Use Keras to develop a robust NN architecture that can be used to efficiently recognize anomalies in sequences
Suppose that you have a very long list of string sequences, such as a list of amino acid structures (‘PHE-SER-CYS’, ‘GLN-ARG-SER’,…), product serial numbers (‘AB121E’, ‘AB323’, ‘DN176’…), or users UIDs, and you are required to create a validation process of some kind that will detect anomalies in this sequence. An anomaly might be a string that follows a slightly different or unusual format than the others (whether it was created by mistake or on purpose) or just one that is extremely rare. To make things even more interesting, suppose that you don't know what is the correct format or structure that sequences suppose to follow.
This is a relatively common problem (though with an uncommon twist) that many data scientists usually approach using one of the popular unsupervised ML algorithms, such as DBScan, Isolation Forest, etc. Many of these algorithms typically do a good job in finding anomalies or outliers by singling out data points that are relatively far from the others or from areas in which most data points lie. Although autoencoders are also well-known for their anomaly detection capabilities, they work quite differently and are less common when it comes to problems of this sort.

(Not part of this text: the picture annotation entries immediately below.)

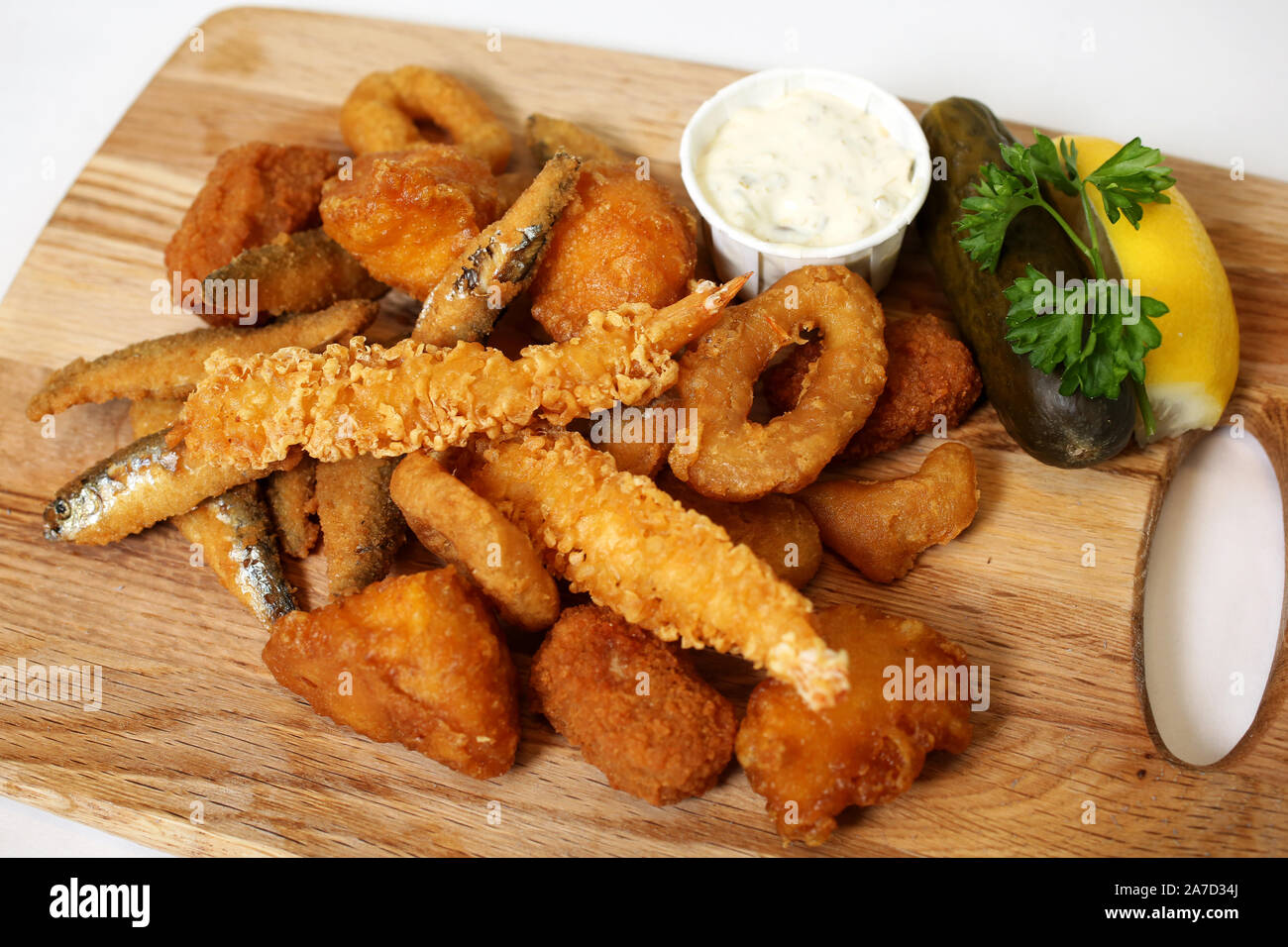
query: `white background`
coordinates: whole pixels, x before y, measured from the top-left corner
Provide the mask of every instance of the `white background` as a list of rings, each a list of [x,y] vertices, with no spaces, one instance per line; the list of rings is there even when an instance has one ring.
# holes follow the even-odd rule
[[[909,98],[971,95],[1005,117],[1121,140],[1141,135],[1173,155],[1218,165],[1239,157],[1248,174],[1288,179],[1288,5],[1271,0],[996,5],[983,0],[493,0],[482,5],[313,0],[264,5],[479,31],[498,27],[514,35],[747,70],[784,64],[848,70]],[[0,23],[0,128],[5,135],[0,292],[8,289],[44,222],[121,113],[188,31],[219,8],[202,0],[5,0]],[[1208,615],[1226,615],[1226,626],[1177,630],[1173,642],[1182,648],[1181,657],[1194,653],[1185,644],[1191,635],[1211,638],[1218,633],[1229,638],[1247,631],[1243,625],[1229,626],[1222,602],[1236,599],[1249,609],[1240,613],[1240,621],[1278,613],[1276,600],[1270,600],[1276,595],[1273,589],[1262,590],[1265,602],[1248,604],[1257,593],[1243,584],[1244,573],[1238,568],[1240,557],[1273,562],[1278,555],[1282,562],[1282,535],[1276,530],[1253,549],[1245,541],[1255,521],[1278,518],[1273,474],[1249,442],[1221,441],[1203,452],[1202,469],[1195,474],[1208,488],[1186,491],[1206,497],[1199,508],[1206,510],[1202,526],[1190,523],[1188,532],[1202,536],[1203,558],[1193,551],[1176,568],[1179,576],[1185,568],[1202,576],[1198,584],[1211,590],[1206,597]],[[1242,486],[1235,487],[1235,479]],[[1252,512],[1244,509],[1247,504],[1216,510],[1221,497],[1234,496],[1255,497]],[[1179,512],[1173,518],[1180,523],[1198,515]],[[1240,521],[1240,515],[1249,519]],[[1222,542],[1229,544],[1229,555],[1220,554]],[[1198,548],[1191,539],[1190,549]],[[1229,575],[1222,579],[1215,573],[1213,562],[1233,563]],[[1274,568],[1269,573],[1274,577]],[[1282,580],[1282,567],[1278,576]],[[1195,608],[1202,612],[1202,603]],[[1266,651],[1269,640],[1255,636],[1240,647],[1256,655]],[[139,852],[144,849],[102,832],[6,800],[0,803],[0,854]]]

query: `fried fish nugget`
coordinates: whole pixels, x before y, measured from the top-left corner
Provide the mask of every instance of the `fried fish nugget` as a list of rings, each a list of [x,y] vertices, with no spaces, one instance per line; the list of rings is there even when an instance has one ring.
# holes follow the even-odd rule
[[[264,499],[277,526],[282,551],[303,559],[318,542],[317,461],[304,457],[290,470],[278,470],[264,478]]]
[[[484,161],[493,174],[510,161],[510,133],[483,97],[424,66],[365,76],[340,107],[340,134],[358,155],[422,147],[428,142],[417,119],[438,125],[456,148]]]
[[[586,161],[532,281],[532,317],[558,341],[596,309],[680,299],[697,262],[697,225],[634,164]]]
[[[527,631],[559,617],[559,589],[519,527],[428,454],[408,454],[389,495],[434,555],[471,579],[501,618]]]
[[[389,579],[273,627],[264,664],[313,710],[477,780],[519,746],[518,676],[487,606],[451,566]],[[352,687],[340,687],[343,674]]]
[[[777,680],[756,685],[738,729],[738,761],[766,800],[784,841],[822,845],[850,805],[887,803],[912,786],[931,750],[962,752],[971,738],[966,652],[913,618],[867,606],[818,612],[819,631],[850,655],[850,689],[810,710]],[[933,700],[890,693],[886,669],[912,662],[953,670]],[[961,691],[957,684],[961,682]],[[890,696],[887,696],[890,694]]]
[[[182,401],[137,401],[130,405],[135,437],[173,424]],[[282,557],[268,509],[255,483],[243,483],[202,500],[188,513],[170,517],[183,537],[201,550],[215,579],[265,625],[295,611],[295,593],[282,571]]]
[[[178,274],[180,287],[175,304],[187,295],[183,283],[201,282],[242,250],[317,227],[322,182],[334,173],[326,148],[250,142],[220,155],[165,249],[166,272]],[[211,325],[236,321],[198,314]]]
[[[242,250],[206,277],[206,309],[228,309],[227,287],[241,282],[255,286],[255,311],[240,316],[242,325],[286,312],[313,312],[341,299],[379,299],[389,291],[321,228],[279,233],[263,246]]]
[[[374,303],[344,301],[321,312],[290,316],[263,329],[194,329],[134,343],[93,362],[77,358],[45,379],[27,405],[27,417],[39,421],[75,405],[97,405],[112,398],[187,398],[206,374],[206,359],[215,352],[240,357],[276,352],[286,345],[317,349],[348,341],[370,326],[377,312]]]
[[[983,390],[970,349],[938,316],[890,320],[885,340],[890,357],[885,390],[859,433],[837,455],[845,460],[894,450],[931,430],[940,416],[948,428],[956,428]],[[800,345],[765,372],[765,397],[777,411],[796,407],[820,349],[817,341]]]
[[[823,545],[873,582],[893,582],[923,550],[948,542],[975,519],[975,456],[965,445],[949,442],[908,477],[881,483],[828,481],[797,496],[814,514]]]
[[[733,756],[733,705],[687,655],[608,608],[559,616],[531,680],[550,724],[609,786],[645,803],[701,796]]]
[[[425,299],[501,214],[496,180],[446,144],[362,155],[322,188],[322,227],[380,282]]]
[[[750,502],[725,502],[702,496],[674,474],[658,478],[658,486],[690,510],[697,510],[729,539],[741,542],[769,563],[774,573],[800,589],[823,564],[818,523],[805,504],[782,493]]]
[[[397,464],[392,457],[365,455],[318,464],[318,522],[332,599],[388,576],[407,539],[402,513],[389,499],[389,478]]]
[[[747,546],[571,432],[479,445],[459,472],[518,523],[573,591],[666,640],[741,655],[811,706],[845,689],[845,655],[809,599]]]

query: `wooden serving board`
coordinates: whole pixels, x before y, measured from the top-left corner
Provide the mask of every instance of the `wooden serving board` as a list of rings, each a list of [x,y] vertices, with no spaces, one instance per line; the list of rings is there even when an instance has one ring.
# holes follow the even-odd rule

I will leave the explanations of what is exactly an autoencoder to the many insightful and well-written posts, and articles that are freely available online. Very very briefly (and please just read on if this doesn't make sense to you), just like other kinds of ML algorithms, autoencoders learn by creating different representations of data and by measuring how well these representations do in generating an expected outcome; and just like other kinds of neural network, autoencoders learn by creating different layers of such representations that allow them to learn more complex and sophisticated representations of data (which on my view is exactly what makes them superior for a task like ours). Autoencoders are a special form of a neural network, however, because the output that they attempt to generate is a reconstruction of the input they receive. An autoencoder starts with input data (i.e., a set of numbers) and then transforms it in different ways using a set of mathematical operations until it learns the parameters that it ought to use in order to reconstruct the same data (or get very close to it). In this learning process, an autoencoder essentially learns the format rules of the input data. And, that's exactly what makes it perform well as an anomaly detection mechanism in settings like ours.

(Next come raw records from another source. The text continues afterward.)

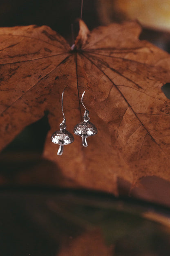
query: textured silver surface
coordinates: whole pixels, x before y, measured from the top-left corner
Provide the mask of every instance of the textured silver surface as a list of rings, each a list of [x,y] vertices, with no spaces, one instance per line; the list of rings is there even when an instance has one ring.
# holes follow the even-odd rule
[[[66,130],[56,131],[53,133],[51,139],[53,143],[59,145],[68,145],[74,141],[72,134]]]
[[[97,133],[97,128],[90,122],[83,121],[75,126],[74,132],[76,135],[81,137],[88,137]]]

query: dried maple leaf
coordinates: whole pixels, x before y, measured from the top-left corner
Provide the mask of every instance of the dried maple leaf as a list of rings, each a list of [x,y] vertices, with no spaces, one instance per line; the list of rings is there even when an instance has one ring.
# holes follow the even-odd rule
[[[170,181],[170,105],[161,90],[170,80],[170,56],[138,39],[126,22],[89,32],[81,21],[74,48],[43,26],[0,29],[0,137],[2,148],[28,124],[49,112],[44,155],[79,186],[116,193],[118,177],[134,184],[157,175]],[[67,130],[82,119],[84,103],[97,135],[56,155],[51,135],[63,120]]]

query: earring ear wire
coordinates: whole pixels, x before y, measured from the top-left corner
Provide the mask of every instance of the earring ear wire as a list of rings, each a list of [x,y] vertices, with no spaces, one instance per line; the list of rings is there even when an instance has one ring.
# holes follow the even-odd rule
[[[83,115],[83,121],[78,123],[75,126],[74,132],[76,135],[78,135],[82,138],[83,146],[87,147],[88,144],[87,142],[87,138],[89,136],[97,134],[97,129],[94,125],[89,121],[89,111],[87,109],[83,102],[84,95],[86,90],[83,91],[81,96],[81,103],[85,108],[85,112]]]
[[[60,145],[57,152],[58,155],[61,155],[63,152],[63,147],[65,145],[71,144],[74,141],[74,138],[70,133],[66,130],[65,117],[63,110],[63,96],[65,87],[61,96],[61,109],[62,110],[63,120],[60,124],[60,130],[56,131],[51,137],[51,140],[53,143]]]

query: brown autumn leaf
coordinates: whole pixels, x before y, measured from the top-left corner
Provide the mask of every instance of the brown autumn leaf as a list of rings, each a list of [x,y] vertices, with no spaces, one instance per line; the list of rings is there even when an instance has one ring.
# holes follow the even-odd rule
[[[49,111],[51,127],[44,156],[78,186],[116,192],[117,177],[132,186],[156,175],[170,181],[170,105],[161,87],[170,81],[170,56],[138,39],[133,22],[89,32],[80,21],[72,50],[65,39],[43,26],[0,29],[0,145]],[[73,133],[84,102],[98,130],[82,145],[80,137],[57,155],[50,141],[63,120]]]

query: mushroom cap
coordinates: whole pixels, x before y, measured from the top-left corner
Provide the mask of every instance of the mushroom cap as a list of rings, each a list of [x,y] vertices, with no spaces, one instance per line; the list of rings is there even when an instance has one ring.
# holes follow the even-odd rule
[[[83,121],[76,125],[74,132],[81,137],[88,137],[97,134],[97,129],[92,123]]]
[[[73,142],[74,138],[67,130],[58,130],[55,132],[51,137],[53,143],[58,145],[68,145]]]

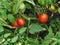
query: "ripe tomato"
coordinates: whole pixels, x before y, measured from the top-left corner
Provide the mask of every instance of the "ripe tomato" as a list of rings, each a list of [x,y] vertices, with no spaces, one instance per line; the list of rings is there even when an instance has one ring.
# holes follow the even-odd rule
[[[20,27],[24,26],[24,25],[25,25],[24,19],[23,19],[23,18],[17,19],[17,24],[18,24]]]
[[[48,22],[48,14],[39,14],[38,15],[38,20],[41,23],[46,23]]]
[[[51,7],[49,8],[50,11],[54,11],[55,10],[55,6],[51,5]]]
[[[21,3],[19,8],[20,8],[21,10],[24,10],[24,9],[25,9],[25,4],[24,4],[24,3]]]
[[[19,27],[19,25],[17,24],[17,21],[15,21],[13,24],[12,24],[13,27]]]

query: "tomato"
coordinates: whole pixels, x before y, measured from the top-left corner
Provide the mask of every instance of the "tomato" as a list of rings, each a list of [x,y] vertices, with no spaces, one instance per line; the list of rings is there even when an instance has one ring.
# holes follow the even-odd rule
[[[39,14],[38,15],[38,20],[41,23],[46,23],[48,22],[48,14]]]
[[[49,8],[50,11],[54,11],[55,10],[55,6],[51,5],[51,7]]]
[[[13,27],[20,27],[18,24],[17,24],[17,21],[15,21],[13,24],[12,24]]]
[[[17,19],[17,24],[20,26],[20,27],[23,27],[25,25],[25,21],[23,18],[19,18]]]
[[[24,3],[21,3],[19,8],[20,8],[21,10],[24,10],[24,9],[25,9],[25,4],[24,4]]]

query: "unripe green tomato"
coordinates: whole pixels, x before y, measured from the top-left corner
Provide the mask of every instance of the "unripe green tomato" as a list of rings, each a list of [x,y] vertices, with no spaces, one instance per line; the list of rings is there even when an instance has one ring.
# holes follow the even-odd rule
[[[20,10],[24,10],[25,9],[25,4],[21,3],[19,8],[20,8]]]

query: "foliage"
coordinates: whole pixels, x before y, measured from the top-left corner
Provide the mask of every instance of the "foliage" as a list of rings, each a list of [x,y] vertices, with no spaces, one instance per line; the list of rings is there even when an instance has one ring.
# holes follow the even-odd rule
[[[58,0],[0,0],[0,45],[60,45],[60,6]],[[51,5],[54,10],[51,10]],[[53,7],[52,7],[53,8]],[[47,23],[38,15],[47,13]],[[23,27],[13,27],[23,18]],[[46,34],[46,35],[45,35]]]

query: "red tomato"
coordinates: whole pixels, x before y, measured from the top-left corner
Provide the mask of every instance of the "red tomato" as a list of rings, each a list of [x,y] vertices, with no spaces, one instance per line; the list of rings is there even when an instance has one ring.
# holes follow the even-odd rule
[[[19,18],[17,19],[17,24],[20,26],[20,27],[23,27],[25,25],[25,21],[23,18]]]
[[[39,14],[38,15],[38,20],[41,23],[46,23],[48,22],[48,14]]]
[[[17,24],[17,21],[15,21],[13,24],[12,24],[13,27],[19,27],[19,25]]]

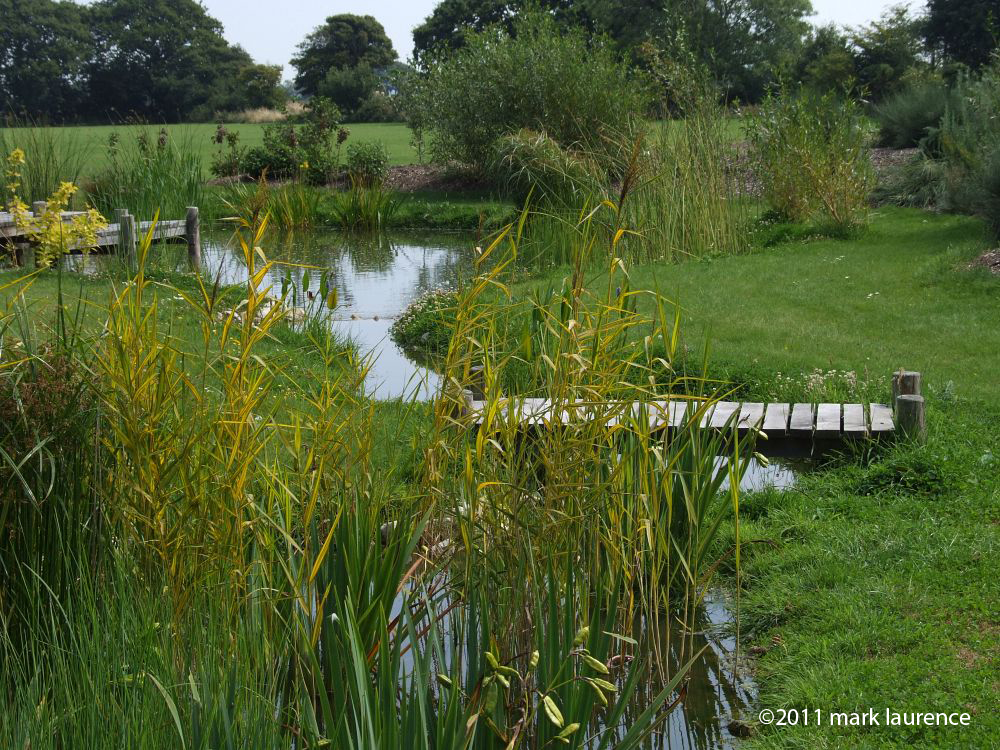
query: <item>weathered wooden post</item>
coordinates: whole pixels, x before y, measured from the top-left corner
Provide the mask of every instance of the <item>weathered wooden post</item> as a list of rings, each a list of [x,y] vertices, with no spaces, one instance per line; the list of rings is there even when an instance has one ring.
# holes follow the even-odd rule
[[[892,397],[899,431],[910,440],[926,440],[927,417],[924,412],[924,397],[920,395],[920,373],[911,370],[893,373]]]
[[[198,271],[201,269],[201,222],[197,206],[188,206],[184,236],[188,241],[188,266],[192,271]]]
[[[117,208],[115,218],[118,220],[118,252],[124,256],[129,271],[135,272],[139,264],[137,249],[139,235],[136,231],[135,217],[125,209]]]

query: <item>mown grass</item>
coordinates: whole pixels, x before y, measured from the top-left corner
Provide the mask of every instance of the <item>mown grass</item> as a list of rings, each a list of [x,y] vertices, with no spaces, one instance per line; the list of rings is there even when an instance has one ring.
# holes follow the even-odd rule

Using autoencoders to detect anomalies usually involves two main steps:
First, we feed our data to an autoencoder and tune it until it is well trained to reconstruct the expected output with minimum error. An autoencoder that receives an input like 10,5,100 and returns 11,5,99, for example, is well-trained if we consider the reconstructed output as sufficiently close to the input and if the autoencoder is able to successfully reconstruct most of the data in this way.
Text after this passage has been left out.